By this measure, we have a complex situation, where the problem is related to "pinch points" – shortages in specific specialities. Dentists, it seems, are not in breach, Chaplains are somewhat in demand with 10.8 percent in breach and personnel trainers (formerly admin training) suffer 14.3 percent. Second worst off are gunners, who are 18.4 percent in breach, against medical staff at 18.6.
Whether that amounts to a "crisis" is another matter. The situation has been with us a long time but, at the very least, has stabilised. Compared with 2007, the RAF establishment is roughly the same, at 96.3 percent of requirements. And last year trained outflow fell 15.2 percent, running at 3,820 compared with 4,500 in 2007.

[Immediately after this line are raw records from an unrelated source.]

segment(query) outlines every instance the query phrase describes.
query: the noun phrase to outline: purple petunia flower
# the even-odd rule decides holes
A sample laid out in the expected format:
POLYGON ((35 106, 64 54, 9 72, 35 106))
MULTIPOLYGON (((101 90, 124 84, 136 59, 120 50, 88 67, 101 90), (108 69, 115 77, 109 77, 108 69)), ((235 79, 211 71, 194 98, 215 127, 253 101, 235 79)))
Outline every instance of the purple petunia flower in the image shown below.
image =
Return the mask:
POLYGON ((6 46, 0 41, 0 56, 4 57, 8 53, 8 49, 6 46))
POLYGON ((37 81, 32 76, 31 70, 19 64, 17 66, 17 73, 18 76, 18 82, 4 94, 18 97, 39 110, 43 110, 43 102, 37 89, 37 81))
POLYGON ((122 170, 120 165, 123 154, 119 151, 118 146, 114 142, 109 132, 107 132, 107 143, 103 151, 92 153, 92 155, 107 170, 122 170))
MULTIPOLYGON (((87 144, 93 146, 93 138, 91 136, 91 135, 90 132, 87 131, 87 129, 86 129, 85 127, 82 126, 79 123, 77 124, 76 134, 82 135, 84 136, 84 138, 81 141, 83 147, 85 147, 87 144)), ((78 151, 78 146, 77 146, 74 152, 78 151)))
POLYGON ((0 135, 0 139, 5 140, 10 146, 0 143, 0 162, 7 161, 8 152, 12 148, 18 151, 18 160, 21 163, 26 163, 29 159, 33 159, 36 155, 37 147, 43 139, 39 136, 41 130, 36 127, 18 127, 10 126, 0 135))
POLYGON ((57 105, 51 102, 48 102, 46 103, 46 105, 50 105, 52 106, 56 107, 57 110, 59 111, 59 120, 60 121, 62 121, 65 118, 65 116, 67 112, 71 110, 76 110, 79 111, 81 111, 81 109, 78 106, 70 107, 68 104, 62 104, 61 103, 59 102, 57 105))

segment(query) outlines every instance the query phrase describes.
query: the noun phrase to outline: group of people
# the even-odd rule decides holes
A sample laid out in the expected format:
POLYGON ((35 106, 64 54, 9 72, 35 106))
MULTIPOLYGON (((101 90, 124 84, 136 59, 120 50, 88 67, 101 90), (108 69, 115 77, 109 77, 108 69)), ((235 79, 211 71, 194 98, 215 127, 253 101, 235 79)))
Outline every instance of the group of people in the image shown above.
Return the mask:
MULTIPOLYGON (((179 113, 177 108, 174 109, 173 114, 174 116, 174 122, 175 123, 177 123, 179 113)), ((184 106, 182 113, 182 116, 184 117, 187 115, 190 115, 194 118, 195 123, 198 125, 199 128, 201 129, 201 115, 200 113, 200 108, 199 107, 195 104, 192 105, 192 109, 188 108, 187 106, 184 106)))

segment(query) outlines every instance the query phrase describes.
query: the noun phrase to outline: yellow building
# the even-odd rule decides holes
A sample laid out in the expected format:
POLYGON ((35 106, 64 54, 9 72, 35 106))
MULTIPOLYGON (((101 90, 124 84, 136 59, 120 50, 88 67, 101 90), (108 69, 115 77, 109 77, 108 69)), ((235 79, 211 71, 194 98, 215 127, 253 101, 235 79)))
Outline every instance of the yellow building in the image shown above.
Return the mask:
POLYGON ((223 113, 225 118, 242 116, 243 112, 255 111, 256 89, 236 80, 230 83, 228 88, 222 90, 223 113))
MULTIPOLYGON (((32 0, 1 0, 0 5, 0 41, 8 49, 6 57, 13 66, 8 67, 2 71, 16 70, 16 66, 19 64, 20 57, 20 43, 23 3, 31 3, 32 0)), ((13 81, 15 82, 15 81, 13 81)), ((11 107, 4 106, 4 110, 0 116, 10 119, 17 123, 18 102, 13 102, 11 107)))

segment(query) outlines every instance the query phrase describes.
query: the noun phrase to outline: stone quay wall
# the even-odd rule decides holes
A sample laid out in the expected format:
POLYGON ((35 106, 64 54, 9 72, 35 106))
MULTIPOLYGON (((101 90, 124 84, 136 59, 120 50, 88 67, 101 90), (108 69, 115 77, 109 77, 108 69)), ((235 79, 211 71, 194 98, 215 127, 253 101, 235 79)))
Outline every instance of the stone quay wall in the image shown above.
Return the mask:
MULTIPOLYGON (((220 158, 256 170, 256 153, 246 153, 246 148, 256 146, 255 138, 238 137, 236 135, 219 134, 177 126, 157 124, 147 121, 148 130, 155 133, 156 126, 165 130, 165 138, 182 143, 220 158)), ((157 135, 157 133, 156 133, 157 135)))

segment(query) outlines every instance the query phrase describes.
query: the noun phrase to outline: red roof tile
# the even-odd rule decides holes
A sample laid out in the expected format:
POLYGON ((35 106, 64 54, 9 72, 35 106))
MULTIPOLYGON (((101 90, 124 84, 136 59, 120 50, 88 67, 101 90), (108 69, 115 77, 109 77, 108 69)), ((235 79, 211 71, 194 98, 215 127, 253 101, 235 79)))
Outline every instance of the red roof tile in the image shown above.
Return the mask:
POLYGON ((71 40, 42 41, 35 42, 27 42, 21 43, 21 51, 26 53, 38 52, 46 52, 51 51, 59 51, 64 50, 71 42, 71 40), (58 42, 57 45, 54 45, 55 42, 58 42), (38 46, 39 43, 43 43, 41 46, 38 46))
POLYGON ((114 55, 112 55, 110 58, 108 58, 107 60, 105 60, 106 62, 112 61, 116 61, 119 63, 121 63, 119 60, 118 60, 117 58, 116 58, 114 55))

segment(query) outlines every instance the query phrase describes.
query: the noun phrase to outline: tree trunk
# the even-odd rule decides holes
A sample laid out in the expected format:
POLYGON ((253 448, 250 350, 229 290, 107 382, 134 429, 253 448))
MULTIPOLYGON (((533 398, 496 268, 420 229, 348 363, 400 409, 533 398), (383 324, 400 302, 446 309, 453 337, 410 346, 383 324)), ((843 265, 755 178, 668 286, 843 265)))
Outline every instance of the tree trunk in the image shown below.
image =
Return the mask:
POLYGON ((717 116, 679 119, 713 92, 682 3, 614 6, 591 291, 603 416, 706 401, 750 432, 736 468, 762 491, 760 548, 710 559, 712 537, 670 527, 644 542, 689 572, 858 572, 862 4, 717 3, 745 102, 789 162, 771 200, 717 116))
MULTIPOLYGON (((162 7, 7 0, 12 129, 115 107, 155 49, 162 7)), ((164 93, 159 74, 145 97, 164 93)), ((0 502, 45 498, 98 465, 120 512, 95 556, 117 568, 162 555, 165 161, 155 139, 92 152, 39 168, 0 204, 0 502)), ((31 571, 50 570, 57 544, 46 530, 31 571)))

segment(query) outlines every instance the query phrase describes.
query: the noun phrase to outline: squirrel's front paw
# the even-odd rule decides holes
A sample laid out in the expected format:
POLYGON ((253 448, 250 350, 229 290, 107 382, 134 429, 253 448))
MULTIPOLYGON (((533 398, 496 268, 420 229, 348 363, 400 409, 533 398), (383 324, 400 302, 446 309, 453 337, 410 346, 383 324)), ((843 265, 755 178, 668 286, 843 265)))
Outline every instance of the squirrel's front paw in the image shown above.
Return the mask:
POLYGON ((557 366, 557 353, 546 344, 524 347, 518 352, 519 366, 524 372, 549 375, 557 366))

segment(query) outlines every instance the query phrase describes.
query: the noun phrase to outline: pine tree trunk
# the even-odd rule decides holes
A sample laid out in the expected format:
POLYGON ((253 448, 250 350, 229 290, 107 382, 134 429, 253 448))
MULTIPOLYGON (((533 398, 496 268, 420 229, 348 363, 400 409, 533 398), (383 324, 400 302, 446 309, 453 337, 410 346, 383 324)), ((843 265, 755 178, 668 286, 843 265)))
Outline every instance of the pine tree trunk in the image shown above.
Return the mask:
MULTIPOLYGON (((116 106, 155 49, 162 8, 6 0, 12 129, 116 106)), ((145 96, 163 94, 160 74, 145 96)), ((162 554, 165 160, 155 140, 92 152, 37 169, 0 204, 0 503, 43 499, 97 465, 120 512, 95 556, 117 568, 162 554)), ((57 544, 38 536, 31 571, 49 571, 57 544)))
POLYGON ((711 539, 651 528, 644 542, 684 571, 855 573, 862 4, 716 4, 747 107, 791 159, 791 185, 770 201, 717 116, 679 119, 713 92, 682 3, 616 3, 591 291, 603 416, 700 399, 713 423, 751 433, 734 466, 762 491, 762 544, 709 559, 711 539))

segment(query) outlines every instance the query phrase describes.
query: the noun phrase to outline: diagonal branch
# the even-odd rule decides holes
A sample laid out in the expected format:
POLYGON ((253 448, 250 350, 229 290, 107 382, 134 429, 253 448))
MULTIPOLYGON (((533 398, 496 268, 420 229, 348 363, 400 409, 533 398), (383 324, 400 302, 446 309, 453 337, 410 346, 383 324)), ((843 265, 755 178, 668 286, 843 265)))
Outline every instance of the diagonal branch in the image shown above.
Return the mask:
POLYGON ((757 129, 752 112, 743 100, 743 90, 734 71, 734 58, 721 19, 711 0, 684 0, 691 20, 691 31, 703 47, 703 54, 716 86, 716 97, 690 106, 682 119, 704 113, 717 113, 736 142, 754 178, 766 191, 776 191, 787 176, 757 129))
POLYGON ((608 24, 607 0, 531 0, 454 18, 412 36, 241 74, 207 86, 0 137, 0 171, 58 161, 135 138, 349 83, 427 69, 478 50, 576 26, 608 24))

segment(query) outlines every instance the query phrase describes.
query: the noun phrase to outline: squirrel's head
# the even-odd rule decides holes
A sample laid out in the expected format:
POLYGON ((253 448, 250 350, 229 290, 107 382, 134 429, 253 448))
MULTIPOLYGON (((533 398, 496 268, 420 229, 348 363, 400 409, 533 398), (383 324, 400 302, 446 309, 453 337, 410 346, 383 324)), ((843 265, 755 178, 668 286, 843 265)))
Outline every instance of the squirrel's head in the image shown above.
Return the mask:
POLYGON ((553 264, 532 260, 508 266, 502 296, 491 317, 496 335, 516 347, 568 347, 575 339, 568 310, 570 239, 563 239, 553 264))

As of December last, the shortfall on an establishment of 41,290 was 1,540 but, with the first quarter figures out soon, an improvement is expected as the recession bites. Thus, the RAF is forecast to reflect the broader trend which became apparent at the end of last year, when – according to the latest figures - 21,670 personnel joined the forces, compared with losses of 18,570 – a net gain of over 3,000.
To say that this is a classic "non-story", therefore, is to put it mildly. It is thus hard to accept Liam Fox's assertion that the figures prove that an "overstretch crisis" extends across the Armed Forces, or that "Labour's cuts to the RAF are now biting hard." Still less does this support his argument that, "This is why we need a Strategic Defence Review so that we can work out the future role of each service and ensure that their commitments are properly resourced."
Far from "cuts", when it comes to RAF spending, we see from this debate that the Labour government has been throwing money at the Harrier fleet, having spent something like £860 million on upgrades to improve its performance specifically for roles in Afghanistan.
To put this in perspective, this is £160 million more than is being spent on the entire armoured vehicle package for the Army, announced last October, and represents the purchase price of approximately 150 Super Tucanos.
As we pointed out two years ago, the costs of running the Harrier fleet are staggering, with official figures put at £37,000 per hour – exclusive of ordnance costs. For a capability which is, at best, highly suspect, this is little short of insanity, a wilful misallocation of resources that cries out for intelligent analysis.
It does not need a Strategic Defence Review to work out what is going wrong with current defence policy, and nor does repeating the mantras of "overstretch" or "Labour's cuts" take us any further. If Fox really wanted to relieve pressure on the budget, he would be pressing for the retirement of fast jets in Afghanistan, and their replacement with several squadrons of Super Tucanos, one of which - at the very least - would be in Afghan air force colours.